A new partnership between Heriot Watt University and West Lothian Council will highlight the importance of listening to the community, and bringing research to those impacted by it.

The council has won a £25,000 grant from the highly competitive Engaging Libraries Programme.

The new initiative aims to engage West Lothian communities by providing a series of opportunities for researchers to listen to local people – with a specific emphasis on teenagers.

Through this research, a programme of activities will be designed, working with local schools as well as a Youth Advisory Group.

Topics explored will comprise of human-robot interactions, health technologies and healthy cities.

 

Almost half of all UK library services applied to the Engaging Libraries programme, which is run by The Carnegie UK Trust, Wellcome and the Wolfson Foundation.

It brings vital research projects at universities into the heart of local communities, using libraries to encourage and share learning.

Executive councillor for culture and leisure, Dave King said: “The council is delighted to have been awarded funding from the Carnegie UK Trust.
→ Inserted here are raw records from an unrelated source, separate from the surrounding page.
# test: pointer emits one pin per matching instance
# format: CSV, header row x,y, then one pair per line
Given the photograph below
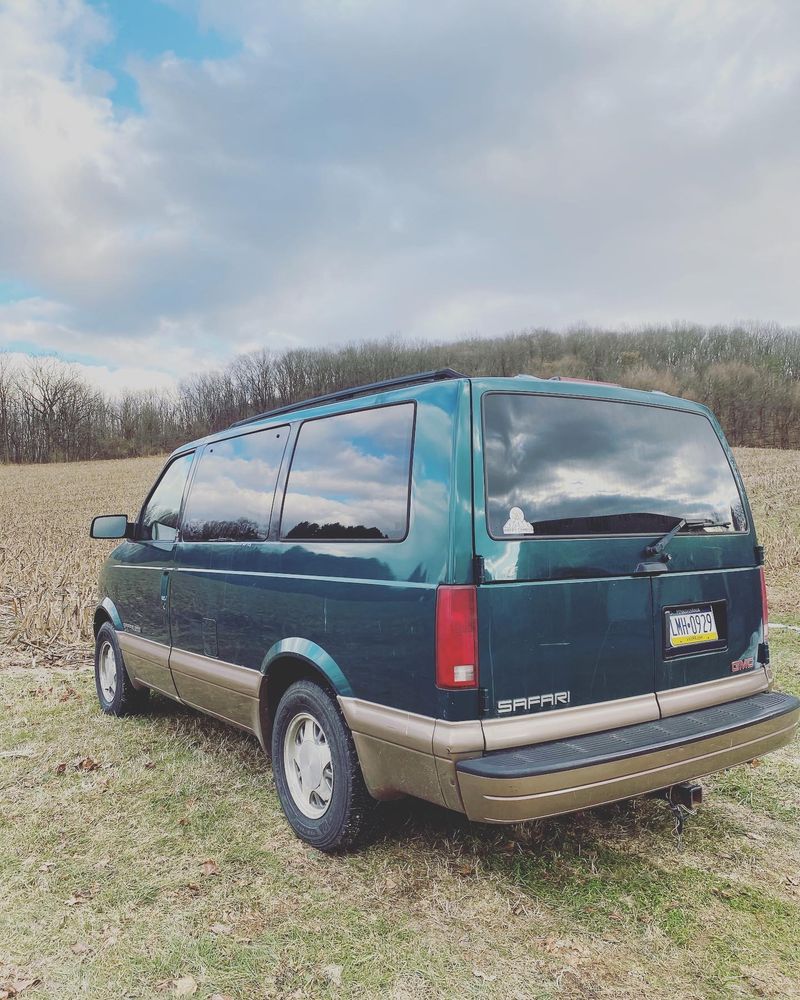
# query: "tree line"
x,y
749,376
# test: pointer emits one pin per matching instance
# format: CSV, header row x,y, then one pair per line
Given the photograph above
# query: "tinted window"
x,y
350,476
159,520
560,466
232,490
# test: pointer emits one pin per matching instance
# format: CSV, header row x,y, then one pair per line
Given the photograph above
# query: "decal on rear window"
x,y
516,523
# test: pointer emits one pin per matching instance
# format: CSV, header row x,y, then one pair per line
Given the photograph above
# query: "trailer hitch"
x,y
683,801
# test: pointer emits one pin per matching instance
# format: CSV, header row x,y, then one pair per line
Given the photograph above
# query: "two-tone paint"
x,y
221,625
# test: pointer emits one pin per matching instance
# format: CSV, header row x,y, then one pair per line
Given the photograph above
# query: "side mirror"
x,y
110,526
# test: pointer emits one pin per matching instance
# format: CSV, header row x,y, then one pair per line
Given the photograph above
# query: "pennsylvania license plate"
x,y
691,627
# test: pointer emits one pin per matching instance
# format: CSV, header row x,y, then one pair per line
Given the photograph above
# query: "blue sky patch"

“West Lothian’s Libraries are currently working to reduce inequalities, increase a sense of health and wellbeing in the community, reduce social isolation, improve mental health and to contribute to an increase in community confidence.

“The key theme of the project is about listening to what our communities need and we want to create a real sense that libraries are hubs for exchanging ideas.”

Sarah Davidson, CEO of the Carnegie UK Trust said: “Engaging Libraries is all about giving people the opportunity to access, use and respond to research. Libraries have a unique position as trusted, safe spaces at the heart of our communities, and this programme is designed to help people explore new ideas and even play a role in influencing research.

 

“The process will also give university researchers a great opportunity to make connections between their ideas, research findings and the knowledge and experiences of local communities. We are really looking forward to working with all the winning projects.”

Simon Chaplin, director of culture and society, Wellcome said: “We are delighted to be supporting a second phase of Engaging Libraries with the Wolfson Foundation and Carnegie UK Trust. We saw a strong demand from the library sector in how they could connect together people’s ideas and interests to research, we hope that this helps stimulate new partnerships and ideas and changes the way libraries can develop their social innovation role.”

Paul Ramsbottom, chief executive of the Wolfson Foundation said “We are delighted to be working in such fruitful partnership with Carnegie and Wellcome. These are important and intriguing projects, with a wonderful regional spread and tackling some complex, challenging, crucial issues for society. We also hope that these projects will act as exemplars for how public libraries and research institutions can work together.”

The 14 projects selected to be part of Engaging Libraries will undertake a development period of up to six months, supported by the Engaging Libraries team and a bespoke programme of events and workshops to further develop and refine their project ideas before launching their activities.